The AWS Kotlin SDK should successfully use the StsWebIdentityCredentialsProvider to obtain temporary credentials and communicate with AWS services without encountering a socket timeout.

Current behavior

There is a socket timeout and the application throws a SocketTimeoutException during the SSL handshake when attempting to retrieve credentials using the StsWebIdentityCredentialsProvider.

Steps to Reproduce

dynamoDB = DynamoDbClient { region = dynamoConfig.region credentialsProvider = StsWebIdentityCredentialsProvider.fromEnvironment(roleArn = "arn", roleSessionName = "name", webIdentityTokenFilePath= "token-location", region = "us-west-2") }

Possible Solution

No response

Context

I am no longer able to call dynamo-db.
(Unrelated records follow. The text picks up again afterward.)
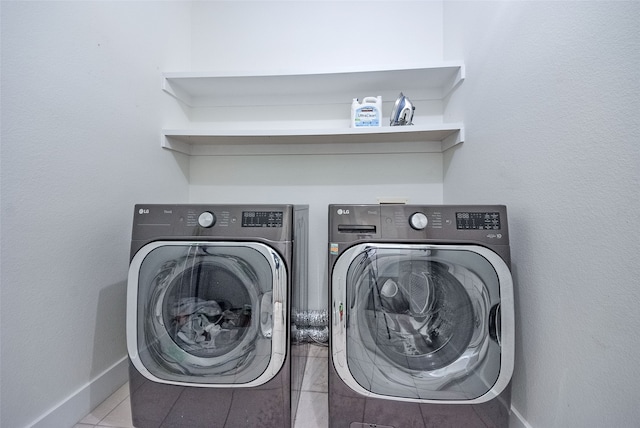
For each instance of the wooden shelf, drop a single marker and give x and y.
(204, 94)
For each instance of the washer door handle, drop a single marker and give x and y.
(266, 314)
(494, 323)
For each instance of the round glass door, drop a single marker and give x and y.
(420, 322)
(206, 313)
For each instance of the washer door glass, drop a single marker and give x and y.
(208, 313)
(418, 322)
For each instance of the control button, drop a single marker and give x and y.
(206, 219)
(418, 221)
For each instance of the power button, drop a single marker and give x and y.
(206, 219)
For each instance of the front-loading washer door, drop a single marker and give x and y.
(423, 323)
(207, 313)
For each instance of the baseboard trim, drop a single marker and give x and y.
(79, 404)
(517, 420)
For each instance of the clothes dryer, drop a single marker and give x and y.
(210, 293)
(421, 316)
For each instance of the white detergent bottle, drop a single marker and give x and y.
(366, 114)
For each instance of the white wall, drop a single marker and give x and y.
(312, 37)
(81, 113)
(551, 104)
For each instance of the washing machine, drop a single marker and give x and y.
(421, 316)
(210, 293)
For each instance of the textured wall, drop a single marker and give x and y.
(81, 112)
(551, 104)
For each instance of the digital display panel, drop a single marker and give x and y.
(478, 221)
(262, 218)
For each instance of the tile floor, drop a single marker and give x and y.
(115, 411)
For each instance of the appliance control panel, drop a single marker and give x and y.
(469, 223)
(237, 221)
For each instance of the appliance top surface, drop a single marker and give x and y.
(173, 221)
(482, 224)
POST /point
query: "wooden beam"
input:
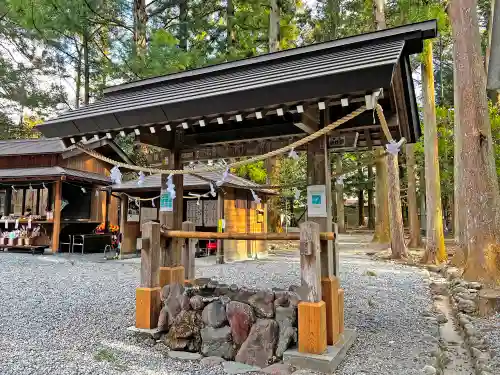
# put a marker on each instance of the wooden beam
(56, 227)
(305, 128)
(325, 236)
(229, 151)
(239, 133)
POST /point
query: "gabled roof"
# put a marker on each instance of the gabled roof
(17, 147)
(39, 146)
(49, 172)
(352, 66)
(153, 182)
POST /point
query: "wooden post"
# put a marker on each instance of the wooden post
(147, 304)
(220, 216)
(339, 188)
(319, 173)
(56, 226)
(371, 211)
(8, 201)
(311, 312)
(188, 252)
(106, 213)
(171, 253)
(23, 203)
(123, 221)
(341, 310)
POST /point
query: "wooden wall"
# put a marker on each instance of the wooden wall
(87, 163)
(241, 216)
(27, 161)
(84, 162)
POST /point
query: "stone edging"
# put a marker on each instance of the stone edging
(463, 297)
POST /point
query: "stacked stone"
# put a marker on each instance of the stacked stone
(254, 327)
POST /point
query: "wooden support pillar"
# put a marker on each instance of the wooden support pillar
(188, 252)
(319, 173)
(37, 209)
(339, 188)
(171, 254)
(8, 202)
(123, 221)
(220, 216)
(106, 212)
(23, 203)
(312, 312)
(371, 207)
(56, 226)
(147, 296)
I am moving my service from java to kotlin and wanted to use the kotlin sdk. Now this is blocker.

AWS SDK for Kotlin version

1.3.57

Platform (JVM/JS/Native)

JVM

Operating system and version

runs in an kubernetes pod in an ec2 container

[ianbotsf]

Hi @vineetu, I'm sorry you're seeing socket timeout exceptions connecting to STS. I'm unable to reproduce this on a regular (i.e., non-Kubernetes) EC2 instance. I'm working on setting up EKS now but, in the meantime, can you please provide some additional info for debugging:

• Do any AWS SDK calls (using non-STS credentials) succeed in your environment? That is, can you use local credentials to access DynamoDB directly?
• Does your environment use a VPC? Is that VPC configured to allow secure access to STS endpoints?
• Can you share the Java AWS SDK code which succeeds?